Create a business travel policy
If you don’t already have a clear written travel policy, creating one is your first step toward creating a business travel budget. The idea is not to limit employees to a rigid set of rules. A travel policy should help you prepare for unpredictable events and provide consistency for your business travelers. A clear set of travel policies will prevent confusion and budget overruns.
A few tips on what to include in your business travel policy:
How far in advance should travel be booked? The earlier, the better, as you can take advantage of lower flight rates as well as discounts on early reservations for a conference or trade show.
What vendors to work with? Hold a tender to select a business travel provider to take advantage of lower prices and all the benefits of working with a major business travel operator. Financial and time savings, special rates for accommodation in hotels in Ukraine and abroad, safety of your employees, convenient form of cooperation – not the whole list of advantages.
What is included in the per diem of a traveler? Food, of course. And what about alcohol? Morning coffee? Entertainment for potential clients? Shared trips?
What purchases are non-refundable? Dry cleaning? Parking tickets? Make a clear list of approved and unapproved purchases to ensure consistency in reimbursement.
How are expense reports filed? How long do travelers have to file expense reports? When will they be reimbursed?

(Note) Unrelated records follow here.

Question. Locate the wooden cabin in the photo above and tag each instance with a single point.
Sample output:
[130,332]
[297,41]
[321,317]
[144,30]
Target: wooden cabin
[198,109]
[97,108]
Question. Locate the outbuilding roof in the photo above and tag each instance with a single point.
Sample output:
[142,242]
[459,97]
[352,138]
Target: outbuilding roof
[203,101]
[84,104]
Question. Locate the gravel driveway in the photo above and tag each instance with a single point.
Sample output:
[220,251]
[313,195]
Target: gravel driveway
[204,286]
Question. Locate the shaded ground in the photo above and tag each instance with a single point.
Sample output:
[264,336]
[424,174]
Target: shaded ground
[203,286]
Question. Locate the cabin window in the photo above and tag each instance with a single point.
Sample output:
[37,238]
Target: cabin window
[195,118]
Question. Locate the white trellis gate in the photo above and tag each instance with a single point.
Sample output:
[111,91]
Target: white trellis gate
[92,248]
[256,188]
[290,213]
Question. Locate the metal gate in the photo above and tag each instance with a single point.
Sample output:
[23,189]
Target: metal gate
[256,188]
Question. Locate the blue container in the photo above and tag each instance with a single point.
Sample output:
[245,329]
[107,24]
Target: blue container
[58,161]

If you have a clear travel policy, you’ll have an easier time identifying deviations from it and determining what your budget is leaking on. You’ll also be able to do your job more efficiently.
Look at your calendar of upcoming business trips
The easiest travel is annual events. Are there any conferences, trade shows, trainings or shareholder meetings that you send people to each year? Start by planning them.

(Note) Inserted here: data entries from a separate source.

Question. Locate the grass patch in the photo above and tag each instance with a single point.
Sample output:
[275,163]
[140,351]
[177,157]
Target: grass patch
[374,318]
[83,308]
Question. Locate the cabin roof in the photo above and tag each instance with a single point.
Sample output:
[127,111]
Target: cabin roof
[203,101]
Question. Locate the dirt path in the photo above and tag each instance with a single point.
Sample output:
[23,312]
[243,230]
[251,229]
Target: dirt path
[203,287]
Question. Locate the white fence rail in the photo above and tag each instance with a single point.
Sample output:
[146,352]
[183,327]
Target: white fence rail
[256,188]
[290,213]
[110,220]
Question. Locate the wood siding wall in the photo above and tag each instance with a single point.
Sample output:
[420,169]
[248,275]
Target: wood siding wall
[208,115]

You can also find out if management is planning business trips around the country or overseas. Perhaps one of the bosses is planning to send the entire sales department to a special training seminar. Make sure you know about all the possible business trips your management or employees may be taking.

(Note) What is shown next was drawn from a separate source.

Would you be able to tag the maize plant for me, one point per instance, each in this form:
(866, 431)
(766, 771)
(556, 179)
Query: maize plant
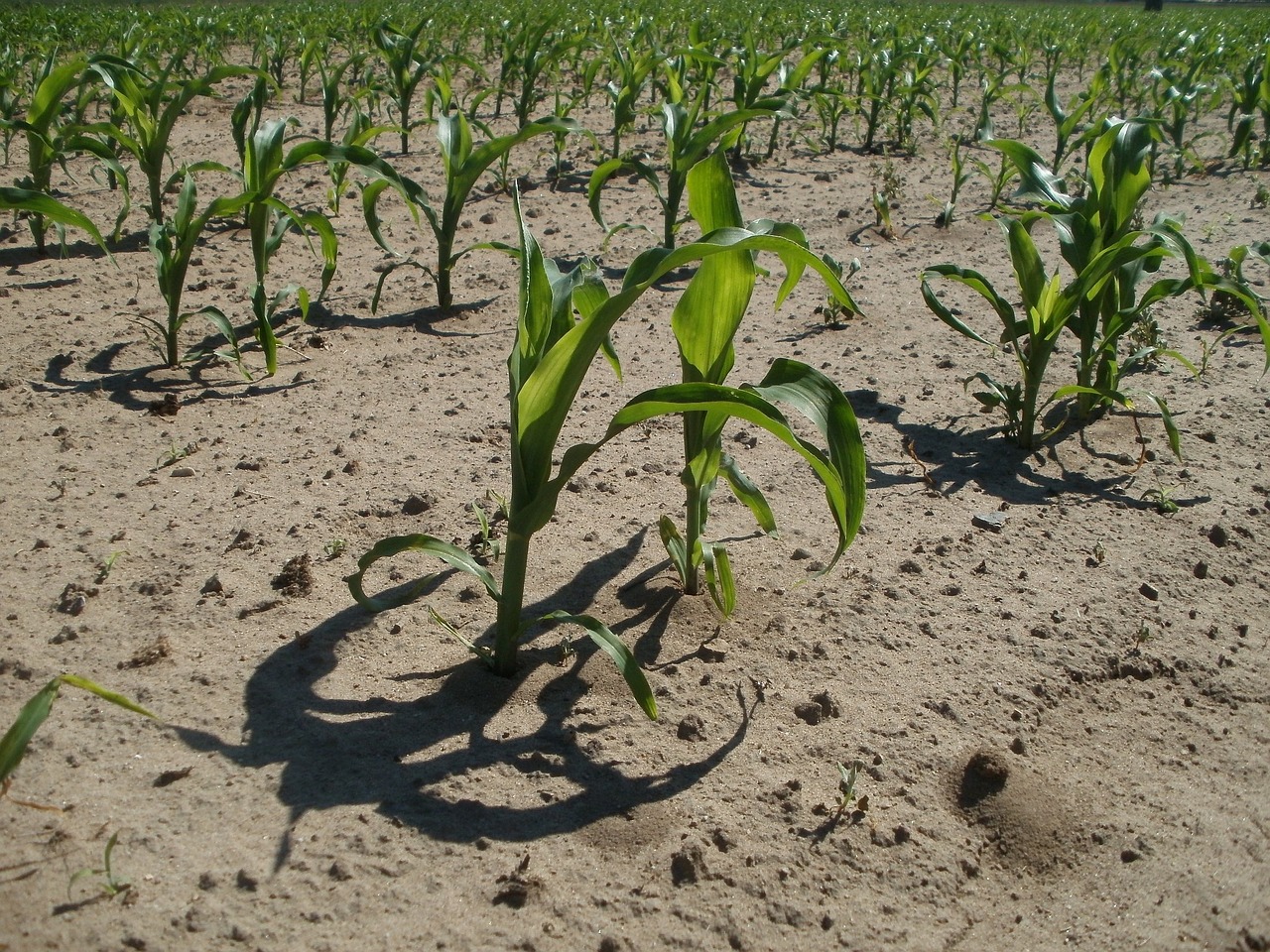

Try to establish how much each of these trips will cost per person. Look at past data to see how much the conference cost last year. Also, be sure to find out what else is going on in town that week. If your annual expo coincides with a big music festival, airfare and hotel prices may be inflated. You also need to anticipate this.
Of course, planning trips that you know about is the easy part. How do you plan trips with information you don’t already know about?
Look at past travel expenses
To understand how much travel is spontaneous rather than pre-planned, take a look at last year’s data. How much of what was spent last year was spent on regular conferences and trade shows? How many were business trips and unforeseen travel?
Try dividing last year’s travel expenses into segments. Maybe it was 30% planned events and training, 40% travel, and 30% last-minute travel. Since you’ve already estimated these “planned trips,” you can use last year’s breakdown to try to project the total budget for this year.
As part of your travel policy, you should have an affordable way to view your travel expense data. Use this information to dig deeper and establish a base cost per person for different types of travel. Conferences, client meetings, and business trips can all have different costs.
Consider future goals.
Analyzing past travel data is a great way to get closer to a reasonable figure, but just because the company spent X on travel last year doesn’t mean you want to spend X this year.
If the team is making a concerted effort to open a lot of new business in the first quarter, you may need to increase the share of sales in your budget. Do you need to increase your entire budget in such a case?
Make sure you have a clear idea of company goals to consider before proposing a final budget to management.
Control travel expenses
A budget is great, but it’s not so great if you only review it in the first half of the year. As a travel manager, you need to control your expenses. This can often mean you have to negotiate with the rest of your team.
Manager A wants to send his top salesman to Dubai for a big, expensive conference that could lead to a big contract. But manager B wants to send three new members of the department to another city for training. Management is considering both trips, but there’s only room in the budget for one.
Faced with your budget constraints, it may be possible to postpone the training until next quarter. If things go well, maybe management will decide that both trips are important enough and sign off on the additional expenses. Either way, you’ll know you’ve done everything you can to protect your budget.
Negotiate a contingency budget
If your company allows it, try to allow for a small contingency budget. This will only be for urgent trips that cannot be avoided. This doesn’t mean allowing employees to overspend or allowing you to mismanage your expenses. It is a separate line item set aside specifically for emergencies.
It may seem like a lot of work at first, but if you have a solid budget for business travel, it will make the rest of your year much more relaxed. You can use it as a guide to give helpful guidance to the rest of your team when setting priorities and goals for the company’s future.